While readers can understand matrimony to the fat candidate, almost across the board, they aren’t thrilled with the idea.   However, should number two, the leaner, more aesthetically pleasing candidate be chosen, they feel more “right” about it, even though they already know that the choice might mean a less than excellent marital relationship and could mean divorce or at least trauma and conflict in the future.

So then I ask: What if marriage to number one proves totally perfect for both — wonderful, in fact?

Nope, say those I ask.  Marriage to the fat person just doesn’t sit well say all but the most occasional voice.

Hmmmm.

And, what, you ask, am I going to choose?  To marry or not to marry?  And, if marry, to which candidate?

I’m not telling. Razzberry (And, yes, I do know.)

Picking & Choosing Which of My Novels to Share

Figuring out which one, two, three…four, five, six…er — quit counting, EJ — novels to share here, and then working out blurbs and searching out text excerpts from them which will not give out any real meat of the story, but, instead, just give out enough stimulation to invite a reader to investigate — that’s what I’ve been muddling with today.  And I managed to put four of my present works up for sampling: B&A, AVS, Seeds, and More Than- (None of which are their real titles, of course). 

The several I meant to get up didn’t make it, though, specifically CE, O, R, R2, and S.  Why?  Because I found them very difficult to hedge “what’s the story about,” and get something up there which made any real sense.  I mean, even when the high concept is rife with core significance, hiding and hedging gets really tough.

And I am finding it hard to avoid giving out too much of “what the story is about,” never mind the plot and the characters.  I mean that IS what I want my reader to know, straight off, right — what the story is about, who the story is about, and why they should really want to read it?  So that’s what I’m pretty darn good at.  But when dealing with this medium, specifically the wide-open Internet, you just can’t afford to take chances on exposing too much of a very good thing because, quite honestly, there are just so many others out there ready and waiting to snap up your good ideas.  Just look at what Fox did!

Taking a cue, I guess, from that film company that did that wonderful job taking that historian’s book on the Crusades and making it into a movie…without buying the rights, now we have Fox blatantly ripping off the book Forever by Peter Hamillhttp://news.yahoo.com/s/ap/20070829/ap_en_ot/the_immortal_idea – to create a TV show, again without paying Hamill for the rights.  Let me tell you, since “ideas cannot be copyrighted,” well, an author has to get a bit creative in NOT giving the vultures out there any meat until and unless they actually pay for it…not that they will, but, hey, one can always hope that there is somebody honest once your work is in print.  (Didn’t work for the historian or for Hamill, but let’s not give up all home.)

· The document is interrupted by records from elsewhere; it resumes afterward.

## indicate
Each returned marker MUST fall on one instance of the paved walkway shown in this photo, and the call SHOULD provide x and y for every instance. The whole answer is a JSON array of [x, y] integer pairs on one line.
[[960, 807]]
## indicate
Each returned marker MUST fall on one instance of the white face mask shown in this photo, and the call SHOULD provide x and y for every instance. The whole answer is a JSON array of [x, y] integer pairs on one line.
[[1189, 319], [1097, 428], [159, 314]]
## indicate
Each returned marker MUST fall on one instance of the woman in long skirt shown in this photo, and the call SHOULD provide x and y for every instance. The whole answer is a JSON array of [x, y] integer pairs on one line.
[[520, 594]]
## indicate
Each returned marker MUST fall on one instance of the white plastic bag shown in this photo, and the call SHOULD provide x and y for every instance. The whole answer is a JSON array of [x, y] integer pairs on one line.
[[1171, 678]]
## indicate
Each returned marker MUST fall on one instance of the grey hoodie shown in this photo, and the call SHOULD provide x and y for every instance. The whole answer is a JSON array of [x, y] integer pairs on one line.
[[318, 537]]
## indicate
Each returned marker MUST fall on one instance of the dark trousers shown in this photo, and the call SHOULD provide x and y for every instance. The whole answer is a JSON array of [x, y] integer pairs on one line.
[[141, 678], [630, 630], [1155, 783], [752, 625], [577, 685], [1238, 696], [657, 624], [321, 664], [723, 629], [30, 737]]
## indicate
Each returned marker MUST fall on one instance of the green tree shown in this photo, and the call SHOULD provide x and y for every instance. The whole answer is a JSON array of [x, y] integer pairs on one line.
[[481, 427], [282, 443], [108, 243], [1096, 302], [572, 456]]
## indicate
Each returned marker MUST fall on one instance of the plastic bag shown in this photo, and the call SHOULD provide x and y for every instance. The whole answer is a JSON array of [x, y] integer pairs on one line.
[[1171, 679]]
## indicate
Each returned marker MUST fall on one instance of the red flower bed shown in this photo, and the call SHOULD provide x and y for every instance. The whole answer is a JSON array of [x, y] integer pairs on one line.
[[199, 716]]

So, for me, it was a matter of developing a new skill rather instantly — how to intrigue and interest without actually letting the reader in on what’s actually going on. 

I didn’t do too good a job.  …But I didn’t do too badly, either.  I mean, considering that authors spend years training ourselves to actually write blurbs and teasers to let an agent, editor, and reader have a good solid taste of “what the story is about,” doing the opposite is not an easy task.  But, who am I to judge? Instead, you tell me: NOVELS. Did I “do good?”  Razzberry

Meanwhile, do me a favor, would you?  Boycott Fox and buy Peter Hamill’s book.

…Oh, and while we’re on about books…and reading, Steve Moshe wrote an excellent article: http://howtogetpublishedstrong.blogspot.com/2007/09/how-to-get-published.html. What especially intrigues me are the statistics he mentions – eighty percent of Americans want to write a book…but no more than fifty-seven percent have even read a book in the last twelve months?  Wow!  I wonder how many of those books the fifty-seven percent actually bought and paid for at full price?  Not many, I’m betting.  What say you?